CMS argued that it has the authority to develop a method for controlling unnecessary volume increases, but the Court held that the particular method adopted – slashing reimbursement rates for a particular service provided by a particular category of provider otherwise entitled to a higher reimbursement rate – “is not a price-setting tool, and the government’s efforts to wield it in such a manner is manifestly inconsistent with the statutory scheme.”
Because the opinion vacates the 2018 Final OPPS Rule, its full implications, particularly for grandfathered PBDs that already furnished, billed, and have been paid for services identified by HCPCS code G0463, are not entirely clear. The Court, while recognizing the potential for complications in vacating one part of the rule, noted that the “Final Rule is less than one year old and did not apply budget neutrality principles,” which should lessen the burden on CMS in reconsidering it. While promulgating an appropriate revised rule might not be overly demanding, CMS may face greater challenges in addressing damages incurred during the year that the Final Rule was in effect. As indicated in a joint statement by the American Hospital Association and the American Academy of Medical Colleges, “Now that the court has ruled, it is up to the agency to put forth remedies for impacted hospitals and the patients they serve.”

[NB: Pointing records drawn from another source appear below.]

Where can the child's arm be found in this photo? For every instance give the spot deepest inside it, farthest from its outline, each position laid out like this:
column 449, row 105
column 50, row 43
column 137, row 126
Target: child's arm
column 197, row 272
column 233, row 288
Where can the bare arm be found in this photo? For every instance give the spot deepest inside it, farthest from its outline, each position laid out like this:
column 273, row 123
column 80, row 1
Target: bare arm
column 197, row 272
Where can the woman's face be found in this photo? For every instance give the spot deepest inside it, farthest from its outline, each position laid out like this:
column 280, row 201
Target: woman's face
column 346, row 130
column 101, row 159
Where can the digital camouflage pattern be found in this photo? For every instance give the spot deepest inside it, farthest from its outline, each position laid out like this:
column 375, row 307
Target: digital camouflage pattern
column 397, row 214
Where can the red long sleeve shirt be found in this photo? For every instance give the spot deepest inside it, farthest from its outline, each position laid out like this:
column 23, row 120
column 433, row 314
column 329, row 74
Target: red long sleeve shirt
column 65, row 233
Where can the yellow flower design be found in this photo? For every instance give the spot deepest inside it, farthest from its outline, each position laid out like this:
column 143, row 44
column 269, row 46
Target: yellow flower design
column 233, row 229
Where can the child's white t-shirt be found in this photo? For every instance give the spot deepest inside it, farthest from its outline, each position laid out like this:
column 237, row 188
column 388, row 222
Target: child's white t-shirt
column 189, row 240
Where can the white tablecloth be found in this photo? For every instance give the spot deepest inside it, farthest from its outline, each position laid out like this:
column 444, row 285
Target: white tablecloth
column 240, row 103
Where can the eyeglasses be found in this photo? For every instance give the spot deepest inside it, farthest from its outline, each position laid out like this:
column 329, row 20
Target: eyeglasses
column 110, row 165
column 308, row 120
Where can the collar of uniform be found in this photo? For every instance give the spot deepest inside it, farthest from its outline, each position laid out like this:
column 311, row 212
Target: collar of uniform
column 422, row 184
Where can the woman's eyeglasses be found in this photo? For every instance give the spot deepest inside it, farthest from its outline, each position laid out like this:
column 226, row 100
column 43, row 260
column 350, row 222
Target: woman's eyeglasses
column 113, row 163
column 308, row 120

The plaintiffs requested that the court order CMS to issue make-whole payments associated with prior ‘underpayments’ improperly made due to the 2018 Final OPPS Rule, but the Court noted that when “a court reviewing agency action determines that an agency made an error of law, the court’s inquiry is at an end: the case must be remanded to the agency for further action consistent with the correct legal standards.” The Court, however, has required a joint status report from the parties by October 1, 2019 to determine if additional briefing on remedies is required. Hospitals operating grandfathered PBMs should watch the evolution of this outstanding issue closely, as it may have potentially substantial financial implications – for both future and potentially past reimbursement of clinic visits at those sites.